Promoting onshore manufacturing is also a problem Tesla, launched Y model in India last month For nearly $80,000, the price in the United States that does not have a federal tax credit is about $44,990.

“India’s position is very clear. We don’t want to import manufactured cars, even Teslas. Whether it’s Tesla or Chinese cars, they will be taxed heavily.”

Hard fighting in a tough market

The road ahead is still daunting. The Indian electric vehicle market (EV Market) is packed with proficient players such as Tata Motors and Mahindra, which occupy the cheaper territory, while luxury brands such as Hyundai Motor, MG Motors and Mercedes-Benz and Audi compete at high prices.

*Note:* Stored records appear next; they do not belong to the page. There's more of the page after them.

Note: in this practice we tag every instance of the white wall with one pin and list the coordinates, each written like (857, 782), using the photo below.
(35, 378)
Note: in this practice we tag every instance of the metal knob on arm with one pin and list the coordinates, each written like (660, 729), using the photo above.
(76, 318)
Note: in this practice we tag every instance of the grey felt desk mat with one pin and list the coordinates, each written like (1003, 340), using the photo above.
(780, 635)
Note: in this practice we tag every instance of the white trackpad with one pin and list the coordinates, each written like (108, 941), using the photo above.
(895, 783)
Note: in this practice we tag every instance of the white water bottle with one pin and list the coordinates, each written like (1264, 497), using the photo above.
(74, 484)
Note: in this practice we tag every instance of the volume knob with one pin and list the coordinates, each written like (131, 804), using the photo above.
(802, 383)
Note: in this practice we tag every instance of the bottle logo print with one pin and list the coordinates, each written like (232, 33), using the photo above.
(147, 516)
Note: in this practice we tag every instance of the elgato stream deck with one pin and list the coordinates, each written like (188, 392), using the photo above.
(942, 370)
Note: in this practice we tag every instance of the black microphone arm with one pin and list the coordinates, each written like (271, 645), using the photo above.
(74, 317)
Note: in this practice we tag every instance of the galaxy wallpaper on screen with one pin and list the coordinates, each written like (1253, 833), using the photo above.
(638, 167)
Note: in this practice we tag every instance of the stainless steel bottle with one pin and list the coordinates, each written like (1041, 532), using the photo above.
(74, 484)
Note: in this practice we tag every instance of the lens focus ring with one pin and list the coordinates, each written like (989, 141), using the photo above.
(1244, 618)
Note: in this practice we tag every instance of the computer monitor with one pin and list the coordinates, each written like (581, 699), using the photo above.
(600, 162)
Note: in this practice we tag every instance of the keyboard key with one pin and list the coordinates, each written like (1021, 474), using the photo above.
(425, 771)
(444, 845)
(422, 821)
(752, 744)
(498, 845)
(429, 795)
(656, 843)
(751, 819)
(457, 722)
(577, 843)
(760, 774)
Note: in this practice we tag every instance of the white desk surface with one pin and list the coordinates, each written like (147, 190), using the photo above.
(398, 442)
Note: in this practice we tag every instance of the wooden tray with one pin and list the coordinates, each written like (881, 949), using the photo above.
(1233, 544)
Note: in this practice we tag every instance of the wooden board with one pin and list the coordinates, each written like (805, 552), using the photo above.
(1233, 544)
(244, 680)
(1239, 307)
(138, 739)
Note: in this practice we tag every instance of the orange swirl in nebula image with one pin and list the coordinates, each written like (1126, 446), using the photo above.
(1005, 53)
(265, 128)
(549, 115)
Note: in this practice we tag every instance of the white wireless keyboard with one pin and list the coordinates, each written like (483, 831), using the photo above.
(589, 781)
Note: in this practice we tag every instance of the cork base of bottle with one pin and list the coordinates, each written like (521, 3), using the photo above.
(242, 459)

Indians tend to buy electric cars as the second car to drive in cities, because the infrastructure to charge elsewhere may not be relied on. Vivek Gulia, co-founder of JMK Research, said Vinfast will need to win India’s cost-sensitive and conservative drivers and enjoy a reputation for quality batteries and service while keeping prices low.

“Initially, people would worry.”

Vinfast said it plans to set up showrooms and service centers in India, work with local companies for charging and repairs, and cut costs by recycling batteries and making key parts, including powertrains and battery packs in the country.

Chau added that after the investment from client clinics and top Vietnamese engineers in September 2024, the company upgraded its feature list to better meet Indian customer expectations.

Ratio will be the key. Vinfast has signed an agreement to establish 32 dealers in 27 Indian cities. Hyundai has 1,300 places where Indians buy cars. Building a brand in India takes time – for example, Hiundai has taken it off for decades, helped by early recognition from Bollywood superstar Shah Rukh Khan.

If Vinfast can get pricing correctly and win the trust of customers, then Vinfast can succeed, Gulia said: “Then they can actually do a good job.”